I have mixed feelings about the Sony Cybershot DSC-W150. While it was far from love at first use, I find I’m a little sad to have to send my review copy back. I really like how easily the W150 fits into my purse and the excellent image quality it produces.
The disorganized user interface was a real stumbling block for me, although I eventually got used to it. Limited exposure options are another deterrent – I like being able to adjust shutter, aperture and ISO settings. I’d also like to have more scene exposure modes. But it is what it is – a point-and-shoot digital camera. The majority of the W150′s target market – beginner and intermediate photographers – will not miss having real manual exposure controls.
Image quality is really the Sony Cybershot W150′s selling point. It’s quite good, particularly in a camera this small. I’m especially impressed by the rich, vivid colors. The 8.1 megapixels of resolution, 5x Carl Zeiss zoom lens and attractive, comfortable build are also high points.
While in-camera editing and slideshows don’t really interest me, they are strong features in this camera and will make the right person very happy.
Who Should Buy It
This camera will satisfy many types of users, including:
- Vacation travelers who want a small but feature-rich camera to tuck into a backpack.
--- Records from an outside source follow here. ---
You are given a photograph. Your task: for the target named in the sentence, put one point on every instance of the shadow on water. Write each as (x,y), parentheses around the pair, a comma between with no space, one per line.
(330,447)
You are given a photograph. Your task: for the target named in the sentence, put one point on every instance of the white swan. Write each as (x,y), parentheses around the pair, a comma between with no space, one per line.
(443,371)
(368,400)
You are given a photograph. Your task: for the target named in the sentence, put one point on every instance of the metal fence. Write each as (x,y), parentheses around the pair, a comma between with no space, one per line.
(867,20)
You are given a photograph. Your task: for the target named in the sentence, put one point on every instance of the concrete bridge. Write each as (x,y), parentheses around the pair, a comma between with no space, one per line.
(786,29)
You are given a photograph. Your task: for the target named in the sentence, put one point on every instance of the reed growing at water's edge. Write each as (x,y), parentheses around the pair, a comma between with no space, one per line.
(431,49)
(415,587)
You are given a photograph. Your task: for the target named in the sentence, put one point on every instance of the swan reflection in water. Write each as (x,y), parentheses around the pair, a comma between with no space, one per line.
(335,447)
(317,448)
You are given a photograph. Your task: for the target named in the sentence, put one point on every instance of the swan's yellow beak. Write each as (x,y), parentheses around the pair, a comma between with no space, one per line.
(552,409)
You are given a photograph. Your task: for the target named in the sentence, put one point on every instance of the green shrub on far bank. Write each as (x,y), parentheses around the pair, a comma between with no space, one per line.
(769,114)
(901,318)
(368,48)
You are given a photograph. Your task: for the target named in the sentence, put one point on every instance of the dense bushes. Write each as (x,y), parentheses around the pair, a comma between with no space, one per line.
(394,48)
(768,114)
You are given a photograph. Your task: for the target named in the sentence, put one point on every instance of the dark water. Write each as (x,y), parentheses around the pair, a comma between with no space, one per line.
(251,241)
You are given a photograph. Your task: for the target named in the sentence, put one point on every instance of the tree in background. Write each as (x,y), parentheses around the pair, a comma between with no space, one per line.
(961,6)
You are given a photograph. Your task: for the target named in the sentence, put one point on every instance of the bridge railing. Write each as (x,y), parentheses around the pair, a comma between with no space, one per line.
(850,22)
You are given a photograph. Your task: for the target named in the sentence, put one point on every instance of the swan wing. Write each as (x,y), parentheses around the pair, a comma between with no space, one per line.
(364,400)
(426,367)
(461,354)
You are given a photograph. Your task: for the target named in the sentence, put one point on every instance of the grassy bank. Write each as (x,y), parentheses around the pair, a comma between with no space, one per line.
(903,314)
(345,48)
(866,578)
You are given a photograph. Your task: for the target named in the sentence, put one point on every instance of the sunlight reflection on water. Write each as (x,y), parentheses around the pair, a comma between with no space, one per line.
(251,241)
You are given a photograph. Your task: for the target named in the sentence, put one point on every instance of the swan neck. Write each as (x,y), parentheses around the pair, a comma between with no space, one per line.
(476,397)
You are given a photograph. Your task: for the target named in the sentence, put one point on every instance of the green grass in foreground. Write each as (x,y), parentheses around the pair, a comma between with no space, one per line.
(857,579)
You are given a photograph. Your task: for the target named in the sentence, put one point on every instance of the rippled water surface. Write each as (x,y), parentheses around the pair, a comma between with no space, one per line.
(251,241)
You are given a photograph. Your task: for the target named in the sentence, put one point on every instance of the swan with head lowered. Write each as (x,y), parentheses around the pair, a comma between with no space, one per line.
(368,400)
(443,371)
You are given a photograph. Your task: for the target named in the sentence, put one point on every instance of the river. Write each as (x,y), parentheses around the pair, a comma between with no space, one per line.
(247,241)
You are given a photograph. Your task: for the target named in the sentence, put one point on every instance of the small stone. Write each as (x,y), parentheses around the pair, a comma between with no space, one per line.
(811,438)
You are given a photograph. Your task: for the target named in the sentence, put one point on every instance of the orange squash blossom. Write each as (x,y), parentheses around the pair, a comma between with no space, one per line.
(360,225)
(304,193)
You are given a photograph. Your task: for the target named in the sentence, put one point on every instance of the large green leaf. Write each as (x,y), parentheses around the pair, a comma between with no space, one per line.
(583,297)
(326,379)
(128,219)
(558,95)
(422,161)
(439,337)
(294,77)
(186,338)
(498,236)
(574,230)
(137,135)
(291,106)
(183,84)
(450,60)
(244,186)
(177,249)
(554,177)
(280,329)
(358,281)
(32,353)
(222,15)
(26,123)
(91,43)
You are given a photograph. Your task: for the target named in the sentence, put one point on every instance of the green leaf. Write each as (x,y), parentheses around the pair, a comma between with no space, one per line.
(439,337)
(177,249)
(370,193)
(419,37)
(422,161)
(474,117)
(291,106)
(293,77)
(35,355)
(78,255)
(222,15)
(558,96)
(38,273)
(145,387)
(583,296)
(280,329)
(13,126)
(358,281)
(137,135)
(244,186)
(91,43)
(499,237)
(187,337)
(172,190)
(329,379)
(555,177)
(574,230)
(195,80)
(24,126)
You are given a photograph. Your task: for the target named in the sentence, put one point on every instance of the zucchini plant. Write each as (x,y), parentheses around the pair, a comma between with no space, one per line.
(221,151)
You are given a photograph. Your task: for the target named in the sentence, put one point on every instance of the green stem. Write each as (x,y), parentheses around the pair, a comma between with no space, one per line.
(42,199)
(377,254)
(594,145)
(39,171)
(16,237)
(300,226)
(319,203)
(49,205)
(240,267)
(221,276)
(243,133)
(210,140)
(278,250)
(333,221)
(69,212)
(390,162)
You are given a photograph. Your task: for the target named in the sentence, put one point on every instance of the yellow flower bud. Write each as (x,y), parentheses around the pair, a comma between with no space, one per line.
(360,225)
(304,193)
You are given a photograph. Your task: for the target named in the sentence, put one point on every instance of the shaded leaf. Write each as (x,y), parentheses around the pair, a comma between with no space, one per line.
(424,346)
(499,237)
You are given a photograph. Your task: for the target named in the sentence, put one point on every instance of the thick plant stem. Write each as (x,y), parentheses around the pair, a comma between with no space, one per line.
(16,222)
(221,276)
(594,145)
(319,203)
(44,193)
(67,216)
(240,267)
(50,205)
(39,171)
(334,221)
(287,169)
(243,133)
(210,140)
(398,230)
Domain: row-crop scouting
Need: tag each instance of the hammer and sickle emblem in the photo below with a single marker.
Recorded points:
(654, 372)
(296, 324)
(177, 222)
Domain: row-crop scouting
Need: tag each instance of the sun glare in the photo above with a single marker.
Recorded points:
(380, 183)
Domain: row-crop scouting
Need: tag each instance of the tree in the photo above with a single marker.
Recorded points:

- Teenagers who want a stylish camera for shooting and sharing pictures and video. (Slideshows! Music! YouTube!)
- Beginners who want a camera that can grow with them.
- Intermediate and advanced photographers who want a small, relatively inexpensive camera as a backup, and don’t mind the lack of manual settings.
- Anyone for whom excellent image quality in a small, affordable package is a priority.
Those who would not be happy include:
- Pros and advanced photographers who can’t live without manual controls.
- Beginning to intermediate photographers who are sticklers for simple, elegant user interfaces.
- Anyone with hands that are very large, weak or lacking in dexterity.